March 20, 2015-New York, NY. Shanduke Mcphatter talking to Flatbush residents. Photograph provided by Samuel Lieberman. Photograph originally taken by Sadhbh Walshe

If you tell Big Herc that you want to become a Blood he will stretch his palm out and kindly ask you to repeat yourself. If you are stupid enough to do it, he will slap you in the face. “You still wanna be a Blood?” he’ll ask, and then keep slapping if he senses you can’t make up your mind. “I want to see where your heart is,” he might say.

Herc is short for Hercules, but his real name is Shamar Thomas. He’s a 29-year-old former marine who did two tours in Iraq, including a stretch in Fallujah in 2004. According to Herc, it’s those with weakness in their eyes—”The ones with no hearts”—who go out and commit most of the senseless shootings that kill so many people in his neighborhood of East Flatbush, Brooklyn.

“Those guys are just tryna get their weight up,” he told me. “They think people are gonna respect them more if they hear that they shot this guy here, but that’s not a real gangster.”

Recently, Thomas and his longtime friend and boss, Shaduke Mcphatter, 36, officially cut the ribbon at the new headquarters of the anti-violence organization Gangstas Makin’ Astronomical Community Changes (GMACC), in East Flatbush. This is one of the first locations to receive a chunk of the $12.7 million Mayor Bill de Blasio has devoted to deploying “violence interrupters” to troubled areas. By the end of the expansion, 15 New York City neighborhoods will have this breed of anti-violence operation. The new, “holistic” approach to combating gun violence means that six city agencies are involved, providing job training, youth programming, mediations, trauma counseling, legal services, and, of course, violence interruption.
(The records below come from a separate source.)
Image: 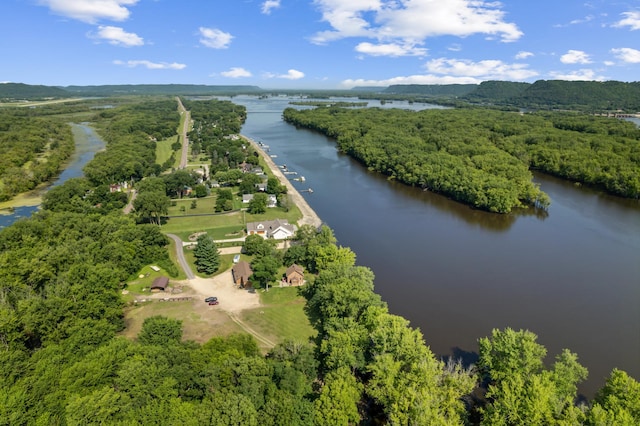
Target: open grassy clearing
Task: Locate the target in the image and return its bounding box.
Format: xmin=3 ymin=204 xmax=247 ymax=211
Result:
xmin=156 ymin=135 xmax=180 ymax=167
xmin=121 ymin=299 xmax=244 ymax=343
xmin=240 ymin=287 xmax=316 ymax=343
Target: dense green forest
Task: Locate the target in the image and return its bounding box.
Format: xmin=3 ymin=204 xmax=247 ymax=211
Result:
xmin=0 ymin=95 xmax=640 ymax=426
xmin=378 ymin=80 xmax=640 ymax=113
xmin=0 ymin=109 xmax=74 ymax=201
xmin=283 ymin=108 xmax=640 ymax=213
xmin=0 ymin=83 xmax=70 ymax=101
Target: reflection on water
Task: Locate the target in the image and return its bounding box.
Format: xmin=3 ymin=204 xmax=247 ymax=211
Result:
xmin=234 ymin=97 xmax=640 ymax=396
xmin=0 ymin=123 xmax=105 ymax=229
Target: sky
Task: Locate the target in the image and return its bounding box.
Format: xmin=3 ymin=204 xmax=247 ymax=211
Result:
xmin=0 ymin=0 xmax=640 ymax=89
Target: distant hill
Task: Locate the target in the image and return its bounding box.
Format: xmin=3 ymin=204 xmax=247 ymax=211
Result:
xmin=65 ymin=84 xmax=264 ymax=96
xmin=381 ymin=84 xmax=478 ymax=96
xmin=0 ymin=83 xmax=72 ymax=100
xmin=351 ymin=86 xmax=386 ymax=93
xmin=512 ymin=80 xmax=640 ymax=112
xmin=465 ymin=80 xmax=531 ymax=102
xmin=380 ymin=80 xmax=640 ymax=113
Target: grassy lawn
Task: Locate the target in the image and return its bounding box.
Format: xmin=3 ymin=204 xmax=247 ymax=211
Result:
xmin=240 ymin=287 xmax=316 ymax=343
xmin=156 ymin=135 xmax=180 ymax=167
xmin=184 ymin=249 xmax=235 ymax=278
xmin=121 ymin=300 xmax=244 ymax=343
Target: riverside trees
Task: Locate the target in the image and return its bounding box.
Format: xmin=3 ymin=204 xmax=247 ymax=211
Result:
xmin=283 ymin=108 xmax=640 ymax=213
xmin=0 ymin=95 xmax=640 ymax=425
March 20, 2015-New York, NY. The opening of Gangstas Makin' Astronomical Community Changes' headquarters in Flatbush, Brooklyn. 03/20/2015. Photograph by Samuel Lieberman.
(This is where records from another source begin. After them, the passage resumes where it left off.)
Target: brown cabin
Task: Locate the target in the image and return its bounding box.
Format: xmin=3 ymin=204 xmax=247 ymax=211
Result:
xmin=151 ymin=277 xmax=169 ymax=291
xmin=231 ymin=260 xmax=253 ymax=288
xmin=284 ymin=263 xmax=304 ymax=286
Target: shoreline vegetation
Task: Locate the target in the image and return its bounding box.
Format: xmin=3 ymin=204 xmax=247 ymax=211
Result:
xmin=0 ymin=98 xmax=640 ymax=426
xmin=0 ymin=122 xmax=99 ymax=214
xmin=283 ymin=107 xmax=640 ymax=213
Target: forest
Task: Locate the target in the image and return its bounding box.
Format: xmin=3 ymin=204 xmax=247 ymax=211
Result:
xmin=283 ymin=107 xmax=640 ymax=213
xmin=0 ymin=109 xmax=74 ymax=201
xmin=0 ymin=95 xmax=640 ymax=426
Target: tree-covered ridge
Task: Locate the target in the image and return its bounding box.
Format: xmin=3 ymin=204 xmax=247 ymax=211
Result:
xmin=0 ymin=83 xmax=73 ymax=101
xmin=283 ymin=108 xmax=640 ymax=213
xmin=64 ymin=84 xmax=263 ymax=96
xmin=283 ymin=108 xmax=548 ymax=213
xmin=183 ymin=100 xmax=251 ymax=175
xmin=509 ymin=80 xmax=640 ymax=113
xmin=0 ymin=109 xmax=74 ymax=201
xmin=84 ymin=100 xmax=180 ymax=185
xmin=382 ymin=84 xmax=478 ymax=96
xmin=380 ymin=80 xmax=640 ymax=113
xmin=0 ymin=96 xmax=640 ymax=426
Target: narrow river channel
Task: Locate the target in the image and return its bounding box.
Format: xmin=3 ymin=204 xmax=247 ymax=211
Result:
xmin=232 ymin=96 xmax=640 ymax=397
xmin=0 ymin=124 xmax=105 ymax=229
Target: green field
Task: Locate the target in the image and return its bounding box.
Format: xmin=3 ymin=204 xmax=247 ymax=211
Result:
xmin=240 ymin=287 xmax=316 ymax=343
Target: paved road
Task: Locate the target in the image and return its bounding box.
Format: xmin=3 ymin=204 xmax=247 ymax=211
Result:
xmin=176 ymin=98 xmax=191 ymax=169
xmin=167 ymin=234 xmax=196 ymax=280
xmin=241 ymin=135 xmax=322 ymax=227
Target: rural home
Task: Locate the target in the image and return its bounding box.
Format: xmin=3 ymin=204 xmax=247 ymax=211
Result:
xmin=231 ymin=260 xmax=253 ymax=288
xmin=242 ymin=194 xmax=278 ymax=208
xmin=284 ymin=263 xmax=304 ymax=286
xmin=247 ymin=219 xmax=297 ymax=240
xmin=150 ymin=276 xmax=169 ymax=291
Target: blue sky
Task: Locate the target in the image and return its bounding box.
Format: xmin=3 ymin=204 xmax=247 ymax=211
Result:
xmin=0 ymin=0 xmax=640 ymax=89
March 20, 2015-New York, NY. The opening of Gangstas Makin’ Astronomical Community Changes’ headquarters in Flatbush, Brooklyn. 03/20/2015. Photograph by Samuel Lieberman.

Most important to the new(ish) model is that the people providing these services are members of the neighborhood. The city calls them “credible messengers.” Think ex-gang members, the formerly incarcerated, and anyone who has enough street cred that someone reaching for a gun might actually listen. With the NYPD reporting a 20 percent spike in gun violence this year, the program could be a valuable asset that requires absolutely zero police involvement.
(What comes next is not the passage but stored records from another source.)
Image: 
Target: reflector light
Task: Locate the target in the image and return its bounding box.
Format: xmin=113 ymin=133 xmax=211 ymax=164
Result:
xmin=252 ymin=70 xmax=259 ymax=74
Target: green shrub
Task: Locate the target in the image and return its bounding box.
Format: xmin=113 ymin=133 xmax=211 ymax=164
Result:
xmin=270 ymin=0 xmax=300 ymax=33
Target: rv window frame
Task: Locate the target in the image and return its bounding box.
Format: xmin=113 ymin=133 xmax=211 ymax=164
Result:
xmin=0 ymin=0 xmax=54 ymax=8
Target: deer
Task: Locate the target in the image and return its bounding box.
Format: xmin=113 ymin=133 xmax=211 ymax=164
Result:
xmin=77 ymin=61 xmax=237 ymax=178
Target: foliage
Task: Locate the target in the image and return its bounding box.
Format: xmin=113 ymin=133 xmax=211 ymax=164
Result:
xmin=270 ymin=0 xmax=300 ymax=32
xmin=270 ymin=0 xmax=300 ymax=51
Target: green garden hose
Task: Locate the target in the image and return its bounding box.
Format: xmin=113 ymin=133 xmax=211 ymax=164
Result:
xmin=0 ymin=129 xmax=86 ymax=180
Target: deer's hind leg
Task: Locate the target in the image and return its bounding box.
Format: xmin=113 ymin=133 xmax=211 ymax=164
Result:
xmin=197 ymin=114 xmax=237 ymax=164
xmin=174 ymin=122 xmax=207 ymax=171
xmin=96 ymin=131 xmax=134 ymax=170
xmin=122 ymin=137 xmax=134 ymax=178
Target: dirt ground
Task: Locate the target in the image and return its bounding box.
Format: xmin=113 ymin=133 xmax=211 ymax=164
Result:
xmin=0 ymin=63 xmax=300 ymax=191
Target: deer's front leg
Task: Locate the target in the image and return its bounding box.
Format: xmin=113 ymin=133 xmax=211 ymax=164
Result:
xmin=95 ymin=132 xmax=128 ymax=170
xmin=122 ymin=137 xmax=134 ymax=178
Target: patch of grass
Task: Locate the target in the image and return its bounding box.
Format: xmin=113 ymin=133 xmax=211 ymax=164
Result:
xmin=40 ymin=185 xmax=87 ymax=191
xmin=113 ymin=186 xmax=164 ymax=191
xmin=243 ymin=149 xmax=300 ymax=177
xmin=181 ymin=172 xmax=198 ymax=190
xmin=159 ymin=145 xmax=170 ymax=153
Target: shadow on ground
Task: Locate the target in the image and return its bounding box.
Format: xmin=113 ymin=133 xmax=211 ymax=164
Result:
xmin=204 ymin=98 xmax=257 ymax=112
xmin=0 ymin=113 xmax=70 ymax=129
GMACC operates under the “Cure Violence” model for fighting gun deaths. The idea emerged from the University of Illinois at Chicago’s Dr. Gary Slutkin, who had been studying tuberculosis, cholera, and AIDS epidemics in Africa when he realized that incidents of gun violence seemed to cluster geographically in a similar way. His innovation was to treat gun violence as a public health problem rather than a public safety one.

Outreach workers doing Cure Violence work try to locate the source of gun violence and stop it before it starts. They do this from the inside out. They try to spot the shooters, learn the hot spots, and constantly check in on both. Outreach workers have a caseload of up to 15 of the highest-risk community residents they are constantly checking in on. They also walk around their neighborhoods, checking in on the housing projects, barbershops, corner stores, and other locations. (The NYPD is even getting in on the action by hosting pizza parties for gang members, as MUNCHIES reported Tuesday.)

There are currently over 52 Cure Violence sites around the US, and they say their approach is proven to reduce the number of shootings in targeted areas. Man Up!, a site in East New York, set a record in 2013 when they went 367 days without a shooting in the chunk of the neighborhood they patrolled. (In 2011, East New York’s 75th precinct had the most murders of any precinct in the city.)

Crown Heights saw a 6 percent decrease in shootings monthly after implementing the The Save our Streets (SOS) program, while comparison areas (with similar demographic profiles and crime statistics) saw increases between 18 and 28 percent, according to an evaluation conducted by the Center for Court Innovation. Members of SOS interrupted over 100 conflicts, affecting over 1,000 people.